ENH: `__array_function__` support for most of `numpy.core` #12115

shoyer · 2018-10-08T19:35:26Z

With the notable exceptions of np.einsum and np.block.

xref #12028

With the notable exceptions of np.einsum and np.block. xref GH12028

shoyer · 2018-10-08T20:49:26Z

Looks like I also missed defchararray.py, which I'll leave that for a follow-on PR.

charris · 2018-10-08T20:50:18Z

Could you write up a section in the release notes for all these related PRs?

charris · 2018-10-08T20:56:00Z

Also apply labels for the PRs.

shoyer · 2018-10-08T21:03:41Z

I made a new label for __array_function__ PRs.

I'll add the release notes in another PR. I can do that now if you prefer, but note that it's on the checklist in #12028, and that checklist really should be entirely complete before we release this in any form. If we're not ready in time for the next major release, we should replace array_function_dispatch with a no-op that returns the original function to disable all of this.

mattip · 2018-10-08T23:49:42Z

numpy/core/arrayprint.py

+    return (a,)
+
+
+@array_function_dispatch(_array2string_dispatcher)


Could the dispatcher be written

def default1_dispatcher(*args, **kwargs): return args[:1]

Then maybe a few of those could be put into overrides, imported, and reused. Of course there may be cases for a different dispatcher in special cases.

This is a good idea, but even though most numpy functions have a meaningless first argument name, technically you can still use them as a keyword argument, e.g., numpy.sum(a=array), in which args would be empty. So we need to have an exactly matching function signature, including the same argument names.

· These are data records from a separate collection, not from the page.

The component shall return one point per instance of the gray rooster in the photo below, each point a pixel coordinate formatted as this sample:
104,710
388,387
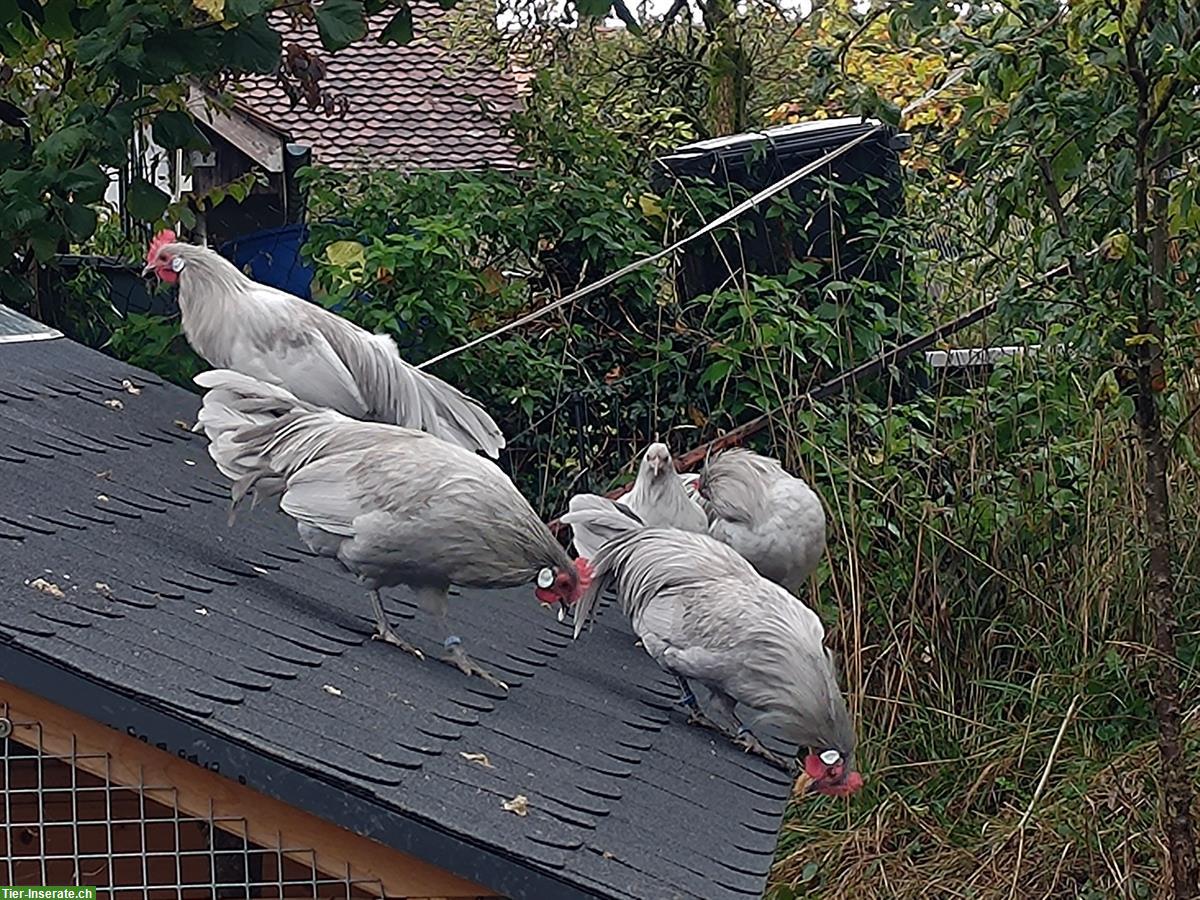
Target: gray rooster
771,517
394,505
233,322
703,613
658,498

At least for python 3.3+, we could use inspect.signature and set the dispatcher.__signature__ as in this stack overflow answer, or is that too magical?

Edit: formatting

I wonder if signature rewriting would let us restore the original traceback when the wrong arguments are supplied. With the current version of NumPy:

In [2]: np.argmax(x=[1, 2, 3]) --------------------------------------------------------------------------- TypeError Traceback (most recent call last) <ipython-input-2-d25c18244167> in <module>() ----> 1 np.argmax(x=[1, 2, 3]) TypeError: argmax() got an unexpected keyword argument 'x'

but after this PR:

In [2]: np.argmax(x=[1, 2, 3]) --------------------------------------------------------------------------- TypeError Traceback (most recent call last) <ipython-input-2-d25c18244167> in <module>() ----> 1 np.argmax(x=[1, 2, 3]) ~/dev/numpy/numpy/core/overrides.py in public_api(*args, **kwargs) 147 @functools.wraps(implementation) 148 def public_api(*args, **kwargs): --> 149 relevant_args = dispatcher(*args, **kwargs) 150 return array_function_implementation_or_override( 151 implementation, public_api, relevant_args, args, kwargs) TypeError: _argmax_dispatcher() got an unexpected keyword argument 'x'

Replacing public_api.__signature__ doesn't effect the error message, but it looks like this is something that the decorator library would fix. So maybe that's worth doing after all...

hameerabbasi

I would prefer if we shared dispatchers across functions with identical signatures, such as argmin/argmax and atleast_?d, it'd be less code and less maintenance, but otherwise this looks okay to me.

shoyer · 2018-10-09T13:53:23Z

I would prefer if we shared dispatchers across functions with identical signatures, such as argmin/argmax and atleast_?d, it'd be less code and less maintenance

I thought about this, but I leaned against it only because I think it's actually clearer to repeat one-line dispatcher functions right above the functions they decorate, rather than hunting for a dispatcher function defined very far away. But you're probably right that this could make sense for very closely related functions like argmin/argmax.

hameerabbasi · 2018-10-09T14:13:12Z

hunting for a dispatcher function

Depends who uses what IDE and how used they are to navigating code I guess...

this could make sense for very closely related functions like argmin/argmax

I actually meant this for families of functions that are highly likely to track the same signature over time.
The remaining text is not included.